When watching (for example) channel 809. I have scrolled back 25 minutes into the buffer (6:10 pm) and am currently watching the buffered channel. A news show is scheduled to begin recording at 6:30 pm on the same channel. When 6:30 rolls around, the 6:30 news begins to display on the TV (and is recording) regardless of where I am in the buffer, I have lost all the buffer from the previous show. The pointer goes RIGHT to 6:30 on the green bar, and there is no buffer behind it.

I have done this nightly for several months. It was never like this before. I was always able to continue viewing the buffer regardless of what was recording.

See full thread:
http://www.tivocommunity.com/tivo-vb/showthread.php?t=498174

Thank you.


----------



## chrispitude (Apr 23, 2005)

We have been reduced to posting "suggestions" for major bugs to be fixed; these suggestions will likely be ignored too.


----------



## pjw73nh (Sep 24, 2010)

I am so fed up with this issue !!!!!! I've let it go long enough. Is this not a breach contract? Bait and switch? I purchased a device based on a set of certain performance features. The manufacturer has removed some of these features. Have I not paid for something that I am no longer entitled to? What is my remedy.
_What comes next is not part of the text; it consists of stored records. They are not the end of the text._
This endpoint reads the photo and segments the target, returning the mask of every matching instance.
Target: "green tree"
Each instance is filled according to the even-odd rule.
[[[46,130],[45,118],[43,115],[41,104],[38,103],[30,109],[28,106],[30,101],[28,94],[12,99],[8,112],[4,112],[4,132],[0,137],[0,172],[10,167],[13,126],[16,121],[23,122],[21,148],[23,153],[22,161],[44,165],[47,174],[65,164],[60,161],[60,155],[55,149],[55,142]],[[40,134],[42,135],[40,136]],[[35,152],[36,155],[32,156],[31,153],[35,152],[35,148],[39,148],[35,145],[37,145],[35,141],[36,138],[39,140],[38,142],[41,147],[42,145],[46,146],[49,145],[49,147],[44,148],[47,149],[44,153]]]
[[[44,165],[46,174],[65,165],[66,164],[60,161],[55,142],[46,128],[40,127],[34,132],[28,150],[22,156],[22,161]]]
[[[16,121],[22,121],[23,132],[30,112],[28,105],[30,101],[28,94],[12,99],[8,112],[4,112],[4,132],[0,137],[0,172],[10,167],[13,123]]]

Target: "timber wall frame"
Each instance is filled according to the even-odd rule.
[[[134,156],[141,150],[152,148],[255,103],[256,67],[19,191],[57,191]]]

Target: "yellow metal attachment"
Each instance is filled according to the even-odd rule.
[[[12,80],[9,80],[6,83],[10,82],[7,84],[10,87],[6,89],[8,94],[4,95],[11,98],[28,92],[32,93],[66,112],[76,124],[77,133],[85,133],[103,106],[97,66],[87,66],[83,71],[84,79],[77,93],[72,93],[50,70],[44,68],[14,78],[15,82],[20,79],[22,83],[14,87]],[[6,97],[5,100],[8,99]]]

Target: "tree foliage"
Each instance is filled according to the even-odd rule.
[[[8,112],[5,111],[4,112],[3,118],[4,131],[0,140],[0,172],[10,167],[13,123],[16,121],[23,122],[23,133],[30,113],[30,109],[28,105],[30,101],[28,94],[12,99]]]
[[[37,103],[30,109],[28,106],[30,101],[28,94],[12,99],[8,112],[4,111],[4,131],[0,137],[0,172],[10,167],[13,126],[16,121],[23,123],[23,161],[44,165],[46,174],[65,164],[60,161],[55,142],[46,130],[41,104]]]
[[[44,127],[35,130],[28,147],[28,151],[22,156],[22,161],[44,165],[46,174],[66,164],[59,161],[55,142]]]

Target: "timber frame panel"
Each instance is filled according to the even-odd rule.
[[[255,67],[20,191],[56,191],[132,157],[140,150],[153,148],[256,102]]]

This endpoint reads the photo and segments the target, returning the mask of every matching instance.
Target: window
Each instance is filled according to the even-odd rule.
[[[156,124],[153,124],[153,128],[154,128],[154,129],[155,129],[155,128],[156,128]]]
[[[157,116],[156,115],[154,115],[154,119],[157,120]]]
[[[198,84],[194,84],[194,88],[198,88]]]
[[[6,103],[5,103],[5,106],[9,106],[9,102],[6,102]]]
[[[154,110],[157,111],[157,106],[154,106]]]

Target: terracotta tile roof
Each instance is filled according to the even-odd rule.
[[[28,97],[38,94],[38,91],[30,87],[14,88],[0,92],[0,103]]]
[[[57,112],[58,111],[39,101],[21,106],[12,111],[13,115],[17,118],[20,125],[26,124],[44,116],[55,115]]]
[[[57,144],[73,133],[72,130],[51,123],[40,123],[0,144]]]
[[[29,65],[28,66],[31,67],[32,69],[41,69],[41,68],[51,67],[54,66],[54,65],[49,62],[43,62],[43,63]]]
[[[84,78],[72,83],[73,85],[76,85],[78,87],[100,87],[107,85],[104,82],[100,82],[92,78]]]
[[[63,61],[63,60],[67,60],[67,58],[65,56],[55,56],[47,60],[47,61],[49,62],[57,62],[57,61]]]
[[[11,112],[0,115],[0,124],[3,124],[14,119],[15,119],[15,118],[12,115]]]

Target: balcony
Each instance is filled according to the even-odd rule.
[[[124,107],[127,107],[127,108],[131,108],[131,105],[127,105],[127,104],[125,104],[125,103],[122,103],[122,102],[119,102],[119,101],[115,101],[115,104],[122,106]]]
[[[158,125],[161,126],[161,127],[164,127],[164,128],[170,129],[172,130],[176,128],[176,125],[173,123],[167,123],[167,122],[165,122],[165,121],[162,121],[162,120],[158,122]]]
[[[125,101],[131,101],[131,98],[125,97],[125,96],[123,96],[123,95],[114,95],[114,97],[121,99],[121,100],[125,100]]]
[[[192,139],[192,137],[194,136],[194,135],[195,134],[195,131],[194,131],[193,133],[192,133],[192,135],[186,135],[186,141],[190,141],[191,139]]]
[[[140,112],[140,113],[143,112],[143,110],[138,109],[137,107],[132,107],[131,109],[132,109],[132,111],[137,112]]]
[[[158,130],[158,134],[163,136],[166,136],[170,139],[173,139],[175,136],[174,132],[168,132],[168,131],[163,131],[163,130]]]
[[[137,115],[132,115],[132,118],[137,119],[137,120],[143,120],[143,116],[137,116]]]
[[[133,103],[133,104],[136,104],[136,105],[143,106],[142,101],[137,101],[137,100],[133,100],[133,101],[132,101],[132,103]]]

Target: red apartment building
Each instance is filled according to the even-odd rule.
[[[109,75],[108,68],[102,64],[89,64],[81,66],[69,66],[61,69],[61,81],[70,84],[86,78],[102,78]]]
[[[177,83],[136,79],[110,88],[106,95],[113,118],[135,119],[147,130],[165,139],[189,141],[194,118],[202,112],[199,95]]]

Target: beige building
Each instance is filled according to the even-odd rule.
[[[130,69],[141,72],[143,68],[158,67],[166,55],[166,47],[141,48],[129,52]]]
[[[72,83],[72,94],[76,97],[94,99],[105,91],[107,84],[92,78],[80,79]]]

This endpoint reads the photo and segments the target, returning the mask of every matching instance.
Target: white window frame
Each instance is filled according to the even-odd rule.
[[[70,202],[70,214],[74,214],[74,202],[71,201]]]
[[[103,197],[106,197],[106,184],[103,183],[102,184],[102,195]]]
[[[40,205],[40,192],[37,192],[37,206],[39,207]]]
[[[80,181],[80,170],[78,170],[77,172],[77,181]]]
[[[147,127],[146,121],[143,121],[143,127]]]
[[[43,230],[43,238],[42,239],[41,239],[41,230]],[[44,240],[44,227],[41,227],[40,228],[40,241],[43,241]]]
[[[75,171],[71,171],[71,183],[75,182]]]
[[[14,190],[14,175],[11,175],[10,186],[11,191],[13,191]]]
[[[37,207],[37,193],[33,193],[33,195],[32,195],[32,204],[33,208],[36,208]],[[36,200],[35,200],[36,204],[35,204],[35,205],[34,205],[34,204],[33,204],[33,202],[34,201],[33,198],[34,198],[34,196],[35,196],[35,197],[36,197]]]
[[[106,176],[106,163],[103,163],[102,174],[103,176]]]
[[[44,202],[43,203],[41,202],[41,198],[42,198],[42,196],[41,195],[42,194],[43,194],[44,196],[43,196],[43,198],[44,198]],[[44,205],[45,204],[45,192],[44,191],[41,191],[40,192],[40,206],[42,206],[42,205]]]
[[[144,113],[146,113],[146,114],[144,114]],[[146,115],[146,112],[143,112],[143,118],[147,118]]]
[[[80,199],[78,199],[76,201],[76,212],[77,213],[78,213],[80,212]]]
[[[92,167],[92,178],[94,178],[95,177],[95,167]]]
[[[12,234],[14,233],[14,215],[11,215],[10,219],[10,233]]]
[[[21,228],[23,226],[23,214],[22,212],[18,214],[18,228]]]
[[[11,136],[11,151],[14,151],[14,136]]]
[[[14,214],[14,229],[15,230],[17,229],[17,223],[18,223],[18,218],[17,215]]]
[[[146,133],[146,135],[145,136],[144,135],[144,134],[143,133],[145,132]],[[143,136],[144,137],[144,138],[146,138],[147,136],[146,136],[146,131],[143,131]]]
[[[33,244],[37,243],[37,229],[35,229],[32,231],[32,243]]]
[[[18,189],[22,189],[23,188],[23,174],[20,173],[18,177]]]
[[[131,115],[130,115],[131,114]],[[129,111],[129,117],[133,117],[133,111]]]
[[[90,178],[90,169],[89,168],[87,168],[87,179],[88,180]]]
I just chatted with Tivo support.

This is the answer I received.

_*"Janee: This is actually a change that went intentionally in to place with our last software update. At this point it is an expected behavior for the buffer on live TV to be lost when something on the same channel begins to record. I understand this is a frustrating change and I would be more than happy to pass along your feedback to our engineers. "*_

REALLY ?!?!?! Intentional removal features ?!?!?!?!

Am I the only Tivo user that feels this way?

What a crock of excrement !!!!!!!


----------